Sicurezza informatica, l'esperto: "Basta un solo like a svelare i nostri gusti"

Luca Bechelli: quando navighiamo sui social e clicchiamo, dovremmo sempre chiederci se ha davvero senso farlo

Anche il tempo passato sui siti viene registrato

Anche il tempo passato sui siti viene registrato

"I social o i motori di ricerca non ci ascoltano di nascosto. Siamo noi, con i nostri comportamenti sul web, a fornire a queste aziende le indicazioni utili per farci raggiungere dalle pubblicità". Per Luca Bechelli del comitato scientifico Clusit, l’Associazione italiana per la sicurezza informatica, dovremmo tutti pensare a quante informazioni mettiamo a disposizione di Big Tech con troppa leggerezza.

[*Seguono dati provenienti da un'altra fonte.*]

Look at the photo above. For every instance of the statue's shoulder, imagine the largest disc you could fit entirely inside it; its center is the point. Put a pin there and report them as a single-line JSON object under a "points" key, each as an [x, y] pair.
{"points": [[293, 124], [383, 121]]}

Smartphone: ecco come arriva la pubblicità

Ma allora Facebook, Google, Amazon e gli altri come riescono a far apparire réclame di oggetti che non abbiamo mai cercato sul web?

"A volte è frutto del caso. Siamo bombardati ogni giorno di pubblicità, che però non ricordiamo. Quando qualcosa diventa oggetto del nostro desiderio siamo molto più inclini a notarlo. Più spesso in realtà siamo noi a mettere sulla buona strada siti e social. Basta poco: anche soffermarsi per qualche secondo in più su una notizia correlata a qualche prodotto può aiutare queste società a intercettare i nostri desideri latenti e nascosti. Inoltre gli strumenti digitali permettono di indicare parametri molto precisi. Per esempio posso selezionare chi un anno ha messo un ‘mi piace’ a un certo tipo di articoli e questo può stringere di molto la cerchia degli interessati".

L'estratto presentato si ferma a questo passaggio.